In 1967, a Ghanaian woman who was married under Ghanaian customary rites sued her husband for failing to give her a white wedding.
The woman sued her husband for failing to perform an ordinance marriage after he had earlier promised her, he would.
Justice Ollenu defined a customary law marriage in Yaotey v Quaye [1961] GLR 573 in the following terms:
A customary law marriage is a union of the man's family and the woman's family. It imposes rights and duties upon the two families. The woman's family gains the right to perform certain rites in certain eventualities and the man's family also gains the right to perform certain rites in certain eventualities.
For this particular case: “The parties were married under customary law. The wife instituted the present action against the husband for a breach of promise to marry her under the Marriage Ordinance, Cap. 127 (1951 Rev.).”
The lawyer for the husband argued whether a couple who were married under customary while being married can sue the other for breach of promise to marry under the Ordinance.
In resolving the issue, the court had to decide whether a spouse married under customary law was capable of bringing an action in contract or tort against the other spouse.

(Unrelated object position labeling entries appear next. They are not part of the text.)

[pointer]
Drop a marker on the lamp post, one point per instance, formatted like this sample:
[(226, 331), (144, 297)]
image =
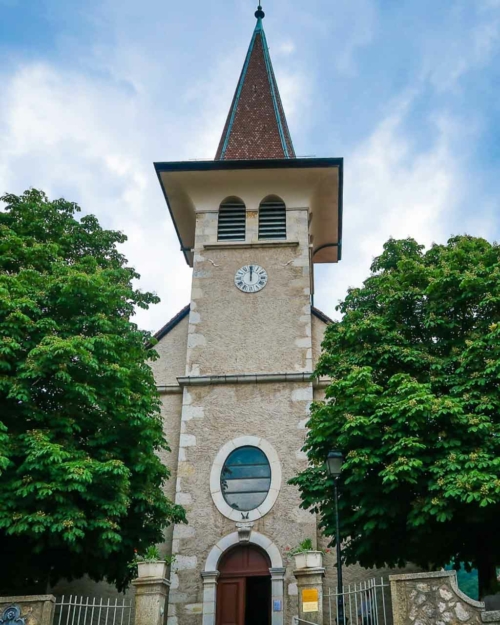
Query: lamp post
[(334, 462)]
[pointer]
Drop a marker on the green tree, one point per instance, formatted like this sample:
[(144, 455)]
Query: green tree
[(414, 404), (81, 483)]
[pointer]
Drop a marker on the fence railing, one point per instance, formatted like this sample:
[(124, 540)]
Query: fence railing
[(75, 610), (299, 621), (366, 603)]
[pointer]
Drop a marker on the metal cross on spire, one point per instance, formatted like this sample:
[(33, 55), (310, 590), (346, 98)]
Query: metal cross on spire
[(259, 14)]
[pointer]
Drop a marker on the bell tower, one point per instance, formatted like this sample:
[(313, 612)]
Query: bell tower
[(252, 224)]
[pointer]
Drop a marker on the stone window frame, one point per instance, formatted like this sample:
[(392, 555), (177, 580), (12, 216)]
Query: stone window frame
[(215, 477)]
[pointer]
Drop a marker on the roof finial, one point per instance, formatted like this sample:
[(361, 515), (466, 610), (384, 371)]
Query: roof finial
[(259, 14)]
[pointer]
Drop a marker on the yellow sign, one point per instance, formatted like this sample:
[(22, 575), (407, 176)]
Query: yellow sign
[(310, 601)]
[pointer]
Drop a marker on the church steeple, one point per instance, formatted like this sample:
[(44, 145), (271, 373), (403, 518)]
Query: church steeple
[(256, 126)]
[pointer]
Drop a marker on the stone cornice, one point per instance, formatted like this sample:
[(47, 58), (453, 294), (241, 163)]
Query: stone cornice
[(248, 378)]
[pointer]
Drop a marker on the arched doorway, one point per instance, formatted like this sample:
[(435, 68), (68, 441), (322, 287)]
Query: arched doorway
[(244, 587)]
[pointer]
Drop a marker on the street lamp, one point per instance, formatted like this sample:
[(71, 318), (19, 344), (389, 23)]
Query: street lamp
[(334, 462)]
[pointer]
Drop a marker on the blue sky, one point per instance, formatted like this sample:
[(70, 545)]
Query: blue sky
[(406, 91)]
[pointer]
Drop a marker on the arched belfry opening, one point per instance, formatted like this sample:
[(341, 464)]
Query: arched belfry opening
[(232, 220), (272, 218), (244, 587)]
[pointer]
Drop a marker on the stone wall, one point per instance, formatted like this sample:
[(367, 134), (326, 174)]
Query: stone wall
[(435, 599)]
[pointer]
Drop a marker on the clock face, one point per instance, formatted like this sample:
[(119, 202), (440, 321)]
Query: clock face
[(251, 278)]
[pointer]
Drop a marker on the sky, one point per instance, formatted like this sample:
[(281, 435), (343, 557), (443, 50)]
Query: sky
[(406, 91)]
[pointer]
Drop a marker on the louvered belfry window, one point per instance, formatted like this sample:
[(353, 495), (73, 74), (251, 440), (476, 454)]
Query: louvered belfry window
[(272, 219), (232, 220)]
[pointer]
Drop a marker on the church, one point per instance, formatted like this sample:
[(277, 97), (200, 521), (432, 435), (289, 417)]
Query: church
[(235, 364)]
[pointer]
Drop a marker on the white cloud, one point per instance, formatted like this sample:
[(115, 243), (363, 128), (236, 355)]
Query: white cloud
[(92, 143), (464, 46), (392, 189)]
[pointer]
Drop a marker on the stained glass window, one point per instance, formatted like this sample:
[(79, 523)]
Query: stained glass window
[(245, 478)]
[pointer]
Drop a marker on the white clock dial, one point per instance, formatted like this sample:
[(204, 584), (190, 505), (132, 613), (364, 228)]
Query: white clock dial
[(251, 278)]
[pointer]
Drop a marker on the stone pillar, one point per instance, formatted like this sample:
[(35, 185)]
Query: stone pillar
[(34, 609), (209, 596), (150, 600), (310, 587), (277, 592)]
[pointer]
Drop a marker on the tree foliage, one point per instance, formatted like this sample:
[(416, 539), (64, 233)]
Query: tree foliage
[(414, 404), (81, 483)]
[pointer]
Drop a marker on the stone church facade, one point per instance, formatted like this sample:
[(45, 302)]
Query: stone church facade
[(235, 365)]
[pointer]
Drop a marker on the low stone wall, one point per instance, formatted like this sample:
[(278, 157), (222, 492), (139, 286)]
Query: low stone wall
[(27, 610), (435, 599)]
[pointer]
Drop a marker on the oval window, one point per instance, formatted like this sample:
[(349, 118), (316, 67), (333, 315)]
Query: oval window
[(245, 478)]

This court ruled that a woman married under customary law was capable of suing her husband in contract or tort in the same way as she could sue any other person. The legal fiction that husband and wife were one in law was not part of the customary law. Smith v. Smith [1965] G.L.R. 730 considered.
Secondly, a customary marriage was distinct from an Ordinance marriage; the incidents of the two types of marriage were different. Therefore, if a woman married under customary law had considered the promise to convert the marriage into an Ordinance one, she was entitled to sue for breach of that promise.
In essence, the court ruled in favour of the wife, saying she had every right to sue her husband for refusing to have a “white wedding”.